‘Cocotte’ is the French word for a small oven dish and that’s exactly how you cook these Provençal eggs; you bake them in the oven in individual ramekin dishes. You might find different variations around France, but in the south, they are more often cooked with a little oil and sometimes tomatoes.
Tielle is an octopus and tomato pie that comes from the seaside town of Sète, near Montpellier. Legend has it that it was introduced to the region by Italian immigrants before it became a classic local dish. Each pie is individually sized so they are portable — ideal for picnics — and are available in many delis and supermarkets in town. They have a fishy taste that is similar to sardines in tomato sauce.
Cassoulet is commonly found all over the Languedoc region of Occitanie, although legend says that it was first created in Castelnaudary during the 100 Years War. It’s a white bean and meat stew that was created when the town was under siege against the English. Apparently, they put all the meat, beans and vegetables they had into a huge pot to create a big meal to give them the energy to keep fighting. They beat the English and won the war. Whether it’s true or not is a moot point — it’s delicious and can be found all over the south.
‘Farcir’ in French means to stuff, and that is exactly what this Provençal dish is, a stuffed vegetable. You start by gutting the vegetable of your choice by taking all the insides of the courgette, pepper or tomato out. You then add the insides to a meat mixture of some kind, maybe beef or veal and cook it all together with herbs to make something that resembles minced meat. You then add the minced meat mixture back to the original vegetables and bake them in the oven. Et voila! Simply delicious, hot or cold.

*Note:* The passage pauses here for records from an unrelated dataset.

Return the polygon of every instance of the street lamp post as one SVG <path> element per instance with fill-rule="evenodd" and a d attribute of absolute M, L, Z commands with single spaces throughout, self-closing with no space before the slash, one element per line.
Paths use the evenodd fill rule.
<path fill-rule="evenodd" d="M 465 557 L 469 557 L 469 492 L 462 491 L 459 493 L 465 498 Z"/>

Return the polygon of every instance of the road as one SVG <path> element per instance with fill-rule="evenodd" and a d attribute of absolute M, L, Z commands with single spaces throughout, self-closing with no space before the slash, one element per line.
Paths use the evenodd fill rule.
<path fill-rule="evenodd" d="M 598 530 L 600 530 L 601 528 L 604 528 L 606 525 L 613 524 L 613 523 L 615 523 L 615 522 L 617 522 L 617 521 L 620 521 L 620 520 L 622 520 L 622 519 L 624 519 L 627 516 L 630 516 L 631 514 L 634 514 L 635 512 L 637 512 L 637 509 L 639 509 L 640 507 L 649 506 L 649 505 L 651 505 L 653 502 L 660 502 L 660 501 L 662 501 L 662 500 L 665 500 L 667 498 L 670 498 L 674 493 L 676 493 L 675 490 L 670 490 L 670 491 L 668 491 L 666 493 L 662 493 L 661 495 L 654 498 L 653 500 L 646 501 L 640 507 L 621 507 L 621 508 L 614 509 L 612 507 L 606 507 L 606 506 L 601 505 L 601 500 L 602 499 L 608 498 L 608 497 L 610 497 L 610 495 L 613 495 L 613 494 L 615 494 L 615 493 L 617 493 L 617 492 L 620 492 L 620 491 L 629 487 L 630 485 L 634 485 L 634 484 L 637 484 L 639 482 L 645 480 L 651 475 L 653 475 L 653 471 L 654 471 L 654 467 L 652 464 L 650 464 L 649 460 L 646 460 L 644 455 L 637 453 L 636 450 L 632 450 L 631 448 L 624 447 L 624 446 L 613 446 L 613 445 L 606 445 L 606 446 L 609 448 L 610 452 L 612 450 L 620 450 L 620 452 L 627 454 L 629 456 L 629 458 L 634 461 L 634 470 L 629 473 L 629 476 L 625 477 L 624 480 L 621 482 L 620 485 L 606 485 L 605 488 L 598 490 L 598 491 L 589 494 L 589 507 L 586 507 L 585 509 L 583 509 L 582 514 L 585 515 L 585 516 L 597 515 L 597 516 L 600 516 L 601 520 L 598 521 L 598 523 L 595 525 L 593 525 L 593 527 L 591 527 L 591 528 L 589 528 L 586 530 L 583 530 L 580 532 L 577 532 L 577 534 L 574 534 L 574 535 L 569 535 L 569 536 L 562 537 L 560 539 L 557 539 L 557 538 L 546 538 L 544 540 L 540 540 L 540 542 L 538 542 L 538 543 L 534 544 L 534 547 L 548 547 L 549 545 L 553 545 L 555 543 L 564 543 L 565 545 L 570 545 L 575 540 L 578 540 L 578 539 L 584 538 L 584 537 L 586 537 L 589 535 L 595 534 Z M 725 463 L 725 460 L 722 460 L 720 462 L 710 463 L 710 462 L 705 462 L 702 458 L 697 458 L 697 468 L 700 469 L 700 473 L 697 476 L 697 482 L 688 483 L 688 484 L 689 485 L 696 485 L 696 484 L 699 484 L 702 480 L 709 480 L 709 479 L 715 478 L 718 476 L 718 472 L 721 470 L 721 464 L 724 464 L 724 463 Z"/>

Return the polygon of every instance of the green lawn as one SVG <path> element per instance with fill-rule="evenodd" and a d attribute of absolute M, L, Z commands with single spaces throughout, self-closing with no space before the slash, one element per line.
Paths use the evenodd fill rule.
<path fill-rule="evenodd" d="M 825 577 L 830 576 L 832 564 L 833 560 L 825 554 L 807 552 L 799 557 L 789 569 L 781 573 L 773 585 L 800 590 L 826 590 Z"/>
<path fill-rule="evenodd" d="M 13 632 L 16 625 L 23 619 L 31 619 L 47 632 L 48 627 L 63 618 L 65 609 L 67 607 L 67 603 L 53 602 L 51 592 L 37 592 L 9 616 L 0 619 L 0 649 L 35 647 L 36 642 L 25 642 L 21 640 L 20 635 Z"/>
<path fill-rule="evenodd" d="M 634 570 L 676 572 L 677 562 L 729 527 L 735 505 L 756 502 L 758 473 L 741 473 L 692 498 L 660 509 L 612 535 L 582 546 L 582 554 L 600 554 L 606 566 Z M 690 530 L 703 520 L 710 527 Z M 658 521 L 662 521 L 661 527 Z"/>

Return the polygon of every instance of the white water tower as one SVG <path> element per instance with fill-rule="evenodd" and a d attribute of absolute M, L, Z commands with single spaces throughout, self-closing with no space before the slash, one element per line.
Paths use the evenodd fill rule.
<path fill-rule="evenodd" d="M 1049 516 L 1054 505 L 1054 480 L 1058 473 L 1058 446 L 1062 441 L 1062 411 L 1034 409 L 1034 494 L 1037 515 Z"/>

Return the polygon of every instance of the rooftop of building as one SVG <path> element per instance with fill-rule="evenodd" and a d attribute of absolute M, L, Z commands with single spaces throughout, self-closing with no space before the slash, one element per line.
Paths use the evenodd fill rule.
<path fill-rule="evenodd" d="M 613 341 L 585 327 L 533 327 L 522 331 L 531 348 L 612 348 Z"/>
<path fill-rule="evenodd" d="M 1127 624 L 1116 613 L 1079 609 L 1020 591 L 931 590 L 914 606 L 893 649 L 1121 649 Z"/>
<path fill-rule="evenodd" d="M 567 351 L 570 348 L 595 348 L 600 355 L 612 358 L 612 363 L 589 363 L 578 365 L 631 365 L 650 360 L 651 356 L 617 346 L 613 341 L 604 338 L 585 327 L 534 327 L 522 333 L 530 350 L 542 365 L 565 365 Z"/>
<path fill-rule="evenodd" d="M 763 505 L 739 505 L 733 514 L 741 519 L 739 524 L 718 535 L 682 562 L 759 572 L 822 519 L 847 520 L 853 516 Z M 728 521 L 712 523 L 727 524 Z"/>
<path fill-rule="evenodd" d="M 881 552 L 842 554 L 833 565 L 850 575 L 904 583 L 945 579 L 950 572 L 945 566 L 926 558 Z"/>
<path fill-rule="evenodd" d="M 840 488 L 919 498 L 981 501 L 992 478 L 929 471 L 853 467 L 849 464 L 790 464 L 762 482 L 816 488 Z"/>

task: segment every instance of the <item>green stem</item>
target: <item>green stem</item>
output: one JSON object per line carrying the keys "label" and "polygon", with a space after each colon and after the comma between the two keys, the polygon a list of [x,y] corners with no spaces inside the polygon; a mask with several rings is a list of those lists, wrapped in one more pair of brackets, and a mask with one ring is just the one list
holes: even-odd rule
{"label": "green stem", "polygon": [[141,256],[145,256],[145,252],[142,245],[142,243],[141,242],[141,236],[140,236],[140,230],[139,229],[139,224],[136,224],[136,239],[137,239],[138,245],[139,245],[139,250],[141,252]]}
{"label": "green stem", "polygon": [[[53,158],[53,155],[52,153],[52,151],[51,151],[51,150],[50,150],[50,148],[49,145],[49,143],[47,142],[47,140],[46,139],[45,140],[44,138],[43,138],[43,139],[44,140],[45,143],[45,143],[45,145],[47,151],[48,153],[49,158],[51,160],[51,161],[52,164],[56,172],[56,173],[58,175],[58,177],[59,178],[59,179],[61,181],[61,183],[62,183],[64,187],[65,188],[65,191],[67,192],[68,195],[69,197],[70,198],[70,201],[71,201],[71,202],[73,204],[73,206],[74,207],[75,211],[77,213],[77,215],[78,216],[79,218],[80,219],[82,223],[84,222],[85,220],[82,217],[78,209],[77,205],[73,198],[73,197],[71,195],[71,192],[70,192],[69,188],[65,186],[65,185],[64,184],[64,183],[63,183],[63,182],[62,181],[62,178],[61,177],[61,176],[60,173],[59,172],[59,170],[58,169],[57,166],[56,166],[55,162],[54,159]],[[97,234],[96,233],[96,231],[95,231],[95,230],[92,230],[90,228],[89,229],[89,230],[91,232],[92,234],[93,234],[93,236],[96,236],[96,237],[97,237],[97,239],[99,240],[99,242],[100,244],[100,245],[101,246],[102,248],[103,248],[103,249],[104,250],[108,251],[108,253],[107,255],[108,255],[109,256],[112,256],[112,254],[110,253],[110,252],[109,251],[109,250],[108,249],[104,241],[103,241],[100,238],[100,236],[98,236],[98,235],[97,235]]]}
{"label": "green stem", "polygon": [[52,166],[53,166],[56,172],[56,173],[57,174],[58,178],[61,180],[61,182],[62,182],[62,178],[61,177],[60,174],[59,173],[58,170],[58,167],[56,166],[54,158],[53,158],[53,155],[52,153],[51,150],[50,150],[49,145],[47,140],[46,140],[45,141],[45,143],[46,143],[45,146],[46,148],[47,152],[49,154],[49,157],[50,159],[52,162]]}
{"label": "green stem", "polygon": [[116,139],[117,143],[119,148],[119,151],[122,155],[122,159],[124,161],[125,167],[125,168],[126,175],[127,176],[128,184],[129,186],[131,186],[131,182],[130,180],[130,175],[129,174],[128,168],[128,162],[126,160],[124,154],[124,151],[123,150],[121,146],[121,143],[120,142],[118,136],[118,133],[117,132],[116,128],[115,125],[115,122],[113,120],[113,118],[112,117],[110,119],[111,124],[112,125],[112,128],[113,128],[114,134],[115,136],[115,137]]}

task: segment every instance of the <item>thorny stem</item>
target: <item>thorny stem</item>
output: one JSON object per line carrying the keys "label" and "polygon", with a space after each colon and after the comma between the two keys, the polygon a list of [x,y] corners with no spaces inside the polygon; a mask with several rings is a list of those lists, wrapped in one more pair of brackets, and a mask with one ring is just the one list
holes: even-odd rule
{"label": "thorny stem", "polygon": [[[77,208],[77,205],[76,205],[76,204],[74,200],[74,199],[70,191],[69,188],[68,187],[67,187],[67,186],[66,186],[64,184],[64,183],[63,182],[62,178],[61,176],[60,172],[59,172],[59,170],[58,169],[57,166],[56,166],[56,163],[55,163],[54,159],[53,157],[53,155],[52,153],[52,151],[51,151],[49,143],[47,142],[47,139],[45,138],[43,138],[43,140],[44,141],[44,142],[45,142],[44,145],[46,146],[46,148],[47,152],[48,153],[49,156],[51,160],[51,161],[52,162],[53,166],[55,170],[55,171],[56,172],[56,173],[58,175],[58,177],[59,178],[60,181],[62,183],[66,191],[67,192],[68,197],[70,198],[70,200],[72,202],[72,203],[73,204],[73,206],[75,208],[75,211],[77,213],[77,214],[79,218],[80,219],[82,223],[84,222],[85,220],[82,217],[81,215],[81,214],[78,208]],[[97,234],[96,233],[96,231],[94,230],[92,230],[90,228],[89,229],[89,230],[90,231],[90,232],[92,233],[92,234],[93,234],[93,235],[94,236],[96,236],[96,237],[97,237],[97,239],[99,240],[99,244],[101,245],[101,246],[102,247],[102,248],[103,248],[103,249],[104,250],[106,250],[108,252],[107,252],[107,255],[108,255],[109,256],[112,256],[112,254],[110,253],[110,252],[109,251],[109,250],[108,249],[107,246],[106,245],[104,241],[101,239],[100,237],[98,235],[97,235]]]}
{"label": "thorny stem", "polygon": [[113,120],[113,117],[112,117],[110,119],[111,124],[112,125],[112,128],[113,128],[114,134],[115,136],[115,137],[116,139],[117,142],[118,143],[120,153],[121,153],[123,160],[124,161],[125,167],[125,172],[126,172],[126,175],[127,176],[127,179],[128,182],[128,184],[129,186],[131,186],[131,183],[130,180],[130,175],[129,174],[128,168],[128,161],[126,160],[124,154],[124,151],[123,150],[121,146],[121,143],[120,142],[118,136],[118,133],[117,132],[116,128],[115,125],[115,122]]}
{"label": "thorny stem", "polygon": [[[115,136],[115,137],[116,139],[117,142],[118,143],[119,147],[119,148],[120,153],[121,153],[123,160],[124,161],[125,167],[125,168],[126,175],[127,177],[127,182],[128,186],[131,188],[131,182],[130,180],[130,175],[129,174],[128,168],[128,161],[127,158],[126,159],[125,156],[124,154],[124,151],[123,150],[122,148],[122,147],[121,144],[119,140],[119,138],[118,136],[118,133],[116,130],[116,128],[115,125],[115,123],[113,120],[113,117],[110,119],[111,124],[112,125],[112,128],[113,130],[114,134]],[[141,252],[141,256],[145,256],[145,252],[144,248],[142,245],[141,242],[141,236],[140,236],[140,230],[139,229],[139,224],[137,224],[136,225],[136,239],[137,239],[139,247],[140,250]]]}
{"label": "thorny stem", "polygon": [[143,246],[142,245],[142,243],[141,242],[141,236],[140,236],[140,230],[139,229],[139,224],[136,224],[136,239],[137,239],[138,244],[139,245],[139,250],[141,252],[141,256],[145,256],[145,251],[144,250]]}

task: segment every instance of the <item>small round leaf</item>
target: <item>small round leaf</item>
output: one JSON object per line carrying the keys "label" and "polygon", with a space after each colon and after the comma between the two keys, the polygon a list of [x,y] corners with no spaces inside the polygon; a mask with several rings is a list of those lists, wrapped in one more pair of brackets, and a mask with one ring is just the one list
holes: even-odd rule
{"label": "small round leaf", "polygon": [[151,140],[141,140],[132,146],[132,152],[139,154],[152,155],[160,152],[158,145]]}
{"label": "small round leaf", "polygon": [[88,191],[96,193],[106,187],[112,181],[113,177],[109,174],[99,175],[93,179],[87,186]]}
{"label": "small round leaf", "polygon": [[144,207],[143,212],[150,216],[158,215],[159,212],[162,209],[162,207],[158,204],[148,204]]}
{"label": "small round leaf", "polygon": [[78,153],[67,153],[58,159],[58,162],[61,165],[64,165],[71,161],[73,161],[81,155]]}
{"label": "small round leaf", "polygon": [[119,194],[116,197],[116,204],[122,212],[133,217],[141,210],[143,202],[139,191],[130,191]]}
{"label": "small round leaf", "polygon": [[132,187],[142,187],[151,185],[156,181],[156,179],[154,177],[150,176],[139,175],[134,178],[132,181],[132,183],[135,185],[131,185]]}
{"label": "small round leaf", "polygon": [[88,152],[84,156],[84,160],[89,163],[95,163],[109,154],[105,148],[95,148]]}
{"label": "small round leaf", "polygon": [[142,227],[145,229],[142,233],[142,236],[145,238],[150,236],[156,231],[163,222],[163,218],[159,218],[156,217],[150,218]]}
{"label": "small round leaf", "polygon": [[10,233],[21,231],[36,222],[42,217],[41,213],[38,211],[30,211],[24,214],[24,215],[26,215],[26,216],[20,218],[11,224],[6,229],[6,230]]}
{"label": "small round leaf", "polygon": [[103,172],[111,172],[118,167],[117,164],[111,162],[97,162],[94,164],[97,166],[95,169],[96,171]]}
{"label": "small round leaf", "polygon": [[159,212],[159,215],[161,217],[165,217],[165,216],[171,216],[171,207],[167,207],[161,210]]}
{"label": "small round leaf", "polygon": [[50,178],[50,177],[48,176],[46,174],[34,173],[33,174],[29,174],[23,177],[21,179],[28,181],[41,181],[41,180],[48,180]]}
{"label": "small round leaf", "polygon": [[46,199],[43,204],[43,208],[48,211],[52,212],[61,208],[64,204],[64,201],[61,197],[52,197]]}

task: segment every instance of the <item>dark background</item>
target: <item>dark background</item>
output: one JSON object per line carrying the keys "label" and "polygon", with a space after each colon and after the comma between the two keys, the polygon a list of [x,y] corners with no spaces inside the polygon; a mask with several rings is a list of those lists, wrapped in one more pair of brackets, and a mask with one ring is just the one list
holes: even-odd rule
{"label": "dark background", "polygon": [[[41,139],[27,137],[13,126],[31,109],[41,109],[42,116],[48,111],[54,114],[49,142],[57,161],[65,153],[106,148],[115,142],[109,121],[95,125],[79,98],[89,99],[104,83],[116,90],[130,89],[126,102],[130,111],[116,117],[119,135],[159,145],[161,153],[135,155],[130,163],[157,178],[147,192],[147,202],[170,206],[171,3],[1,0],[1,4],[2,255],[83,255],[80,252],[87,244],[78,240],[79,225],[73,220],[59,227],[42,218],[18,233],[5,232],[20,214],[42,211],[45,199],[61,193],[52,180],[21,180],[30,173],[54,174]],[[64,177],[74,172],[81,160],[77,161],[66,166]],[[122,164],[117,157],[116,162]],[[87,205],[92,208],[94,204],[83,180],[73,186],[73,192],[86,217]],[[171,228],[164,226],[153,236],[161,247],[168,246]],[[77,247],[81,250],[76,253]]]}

Daube is a traditional Provençal dish that can be found all over the region. It’s a stew that is made with cheaper cuts of beef and left overnight (ideally) to fuse with vegetables, red wine and the local herb, Herbes de Provence. The Daube Avignonnaise, from Avignon, is made instead with lamb and white wine and just as delicious.
This dish can be tricky to find but if you’re lucky you might stumble across it in a small village. In the Occitan language, ‘escoubilles’ means garbage, and this stew would be made up of all the week’s leftovers. It includes mushrooms, green olives, potatoes and meat, possibly veal, sausages and gizzards. Yummy.